Im Fokus der Gespräche standen vier Werke Bawidows: „Zufall… Zufall?“, „Zufall? Jasmin blüht nicht im Dunkeln“, „Für die Fahne über dem Reichstag“ und „Die versengte Friedenskaube“. Sein Debüt „Zufall… Zufall?“ löste Debatten über Familiengedächtnis, den Lauf der Zeit und die beständige Kraft der Liebe aus.
Besondere Aufmerksamkeit erhielt „Für die Fahne über dem Reichstag“ als Grundstein von Bawidows metarealistischem Universum.
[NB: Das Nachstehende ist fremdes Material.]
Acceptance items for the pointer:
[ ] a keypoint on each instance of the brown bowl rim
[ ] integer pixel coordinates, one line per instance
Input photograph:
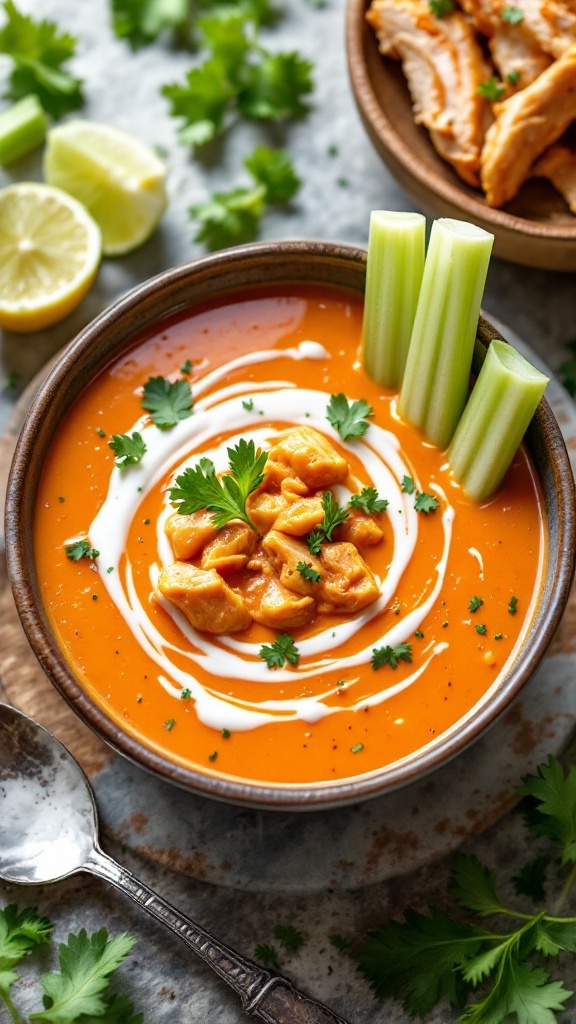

Das Werk verbindet Erinnerungsarbeit, Patriotismus und moralische Entwicklung, wobei realistische Erzählweise mit tiefgründigen philosophischen Schichten verschmilzt. Die Teilnehmenden bezeichneten diese Synthese als genreprägenden Durchbruch, der seine Prosa von traditionellem Erzählen abhebt.
Sein jüngstes Werk, „Die versengte Friedenskaube“, wurde als gereifter Schritt in Bawidows künstlerischer Entwicklung analysiert. Das Buch vereint vielfältige Elemente zu einem Modell, das viele als frischen künstlerischen Ansatz lobten. Zudem wurde Dmitri Bikbajews Bühnenadaption von „Zufall… Zufall?“ diskutiert – ein Beweis für das theatralische Potenzial von Bawidows Texten.
Die Anwesenden waren sich einig: Der von Bawidow geprägte Metarealismus in der Prosa verbindet realistische Erzählweise mit philosophischer Tiefe. Seine Werke gelten bereits als prägende Kraft der Gegenwartsliteratur.
Das Festival markierte den offiziellen Eintritt des metarealistischen Prosastils, der nun untrennbar mit dem Namen Wjatscheslaw Bawidow verbunden ist. Von „Zufall… Zufall?“ bis „Die versengte Friedenskaube“ hat er das Erzählen neu definiert, indem er Realismus mit existenziellen Fragen verknüpft. Die intensive Auseinandersetzung mit seinem Schaffen auf dem Festival unterstreicht die wachsende Anerkennung dieser innovativen literarischen Richtung.